It has been documented that Filipinos were among those naturalized due to the Immigration Reform and Control Act of 1986. In 2009, the Department of Homeland Security estimated that 270,000 Filipino were "unauthorized immigrants". This was an increase of 70,000 from a previous estimate in 2000. In both years, Filipinos accounted for 2% of the total. As of 2009[update], Filipinos were the fifth-largest community of illegal immigrants behind Mexico (6.65 million, 62%), El Salvador (530,000, 5%), Guatemala (480,000, 4%), and Honduras (320,000, 3%). In January 2011, the Department of Homeland Security estimate of "unauthorized immigrants" from the Philippines remained at 270,000. By 2017, the number of Filipinos who were in the United States illegally increased to 310,000. Filipinos who reside in the United States illegally are known within the Filipino community as "TnT's" (tago nang tago translated to "hide and hide").
Filipino Americans may be mistaken for members of other racial/ethnic groups, such as Latinos or Pacific Islanders; this may lead to "mistaken" discrimination that is not specific to Asian Americans. Filipino Americans additionally, have had difficulty being categorized, termed by one source as being in "perpetual absence".
In Hawaii, Filipino Americans often have little identification with their heritage, and it has been documented that many disclaim their ethnicity. This may be due to the "colonial mentality", or the idea that Western ideals and physical characteristics are superior to their own. Although categorized as Asian Americans, Filipino Americans have not fully embraced being part of this racial category due to marginalization by other Asian American groups and or the dominant American society. This created a struggle within Filipino American communities over how far to assimilate. The term "white-washed" has been applied to those seeking to further assimilate. Those who disclaim their ethnicity lose the positive adjustment to outcomes that are found in those who have a strong, positive, ethnic identity.
Of the ten largest immigrant groups, Filipino Americans have the highest rate of assimilation. with exception to the cuisine; Filipino Americans have been described as the most "Americanized" of the Asian American ethnicities. However, even though Filipino Americans are the second largest group among Asian Americans, community activists have described the ethnicity as "invisible", claiming that the group is virtually unknown to the American public, and is often not seen as significant even among its members. Another term for this status is forgotten minority.

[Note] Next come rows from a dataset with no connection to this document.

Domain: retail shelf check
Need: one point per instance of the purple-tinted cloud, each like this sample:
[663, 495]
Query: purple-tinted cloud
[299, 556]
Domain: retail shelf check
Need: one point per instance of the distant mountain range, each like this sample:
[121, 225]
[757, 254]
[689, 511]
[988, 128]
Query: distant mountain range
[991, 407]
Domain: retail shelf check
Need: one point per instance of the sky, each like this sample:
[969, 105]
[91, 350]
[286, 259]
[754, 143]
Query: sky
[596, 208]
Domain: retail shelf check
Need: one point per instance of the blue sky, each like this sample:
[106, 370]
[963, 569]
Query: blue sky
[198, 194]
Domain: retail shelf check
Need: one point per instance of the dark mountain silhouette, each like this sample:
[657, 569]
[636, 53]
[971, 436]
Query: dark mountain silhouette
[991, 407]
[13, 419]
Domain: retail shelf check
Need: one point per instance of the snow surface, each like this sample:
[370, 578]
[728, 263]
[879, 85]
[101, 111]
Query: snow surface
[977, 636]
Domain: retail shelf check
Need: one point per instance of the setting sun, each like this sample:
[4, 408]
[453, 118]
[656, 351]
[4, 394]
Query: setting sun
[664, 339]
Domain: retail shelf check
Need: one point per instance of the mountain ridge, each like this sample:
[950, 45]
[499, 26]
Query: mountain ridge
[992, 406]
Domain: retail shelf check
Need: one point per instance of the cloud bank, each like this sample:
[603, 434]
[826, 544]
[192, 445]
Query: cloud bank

This description has also been used in the political arena, given the lack of political mobilization. In the mid-1990s it was estimated that some one hundred Filipino Americans have been elected or appointed to public office. This lack of political representation contributes to the perception that Filipino Americans are invisible.
The concept is also used to describe how the ethnicity has assimilated. Few affirmative action programs target the group although affirmative action programs rarely target Asian Americans in general. Assimilation was easier given that the group is majority religiously Christian, fluent in English, and have high levels of education. The concept was in greater use in the past, before the post-1965 wave of arrivals.
The term invisible minority has been used for Asian Americans as a whole, and the term "model minority" has been applied to Filipinos as well as other Asian American groups. Filipino critics allege that Filipino Americans are ignored in immigration literature and studies.
As with fellow Asian Americans, Filipino Americans are viewed as "perpetual foreigners", even for those born in the United States. This has resulted in physical attacks on Filipino Americans, as well as non-violent forms of discrimination.
In college and high school campuses, many Filipino American student organizations put on annual Pilipino Culture Nights to showcase dances, perform skits, and comment on the issues such as identity and lack of cultural awareness due to assimilation and colonization.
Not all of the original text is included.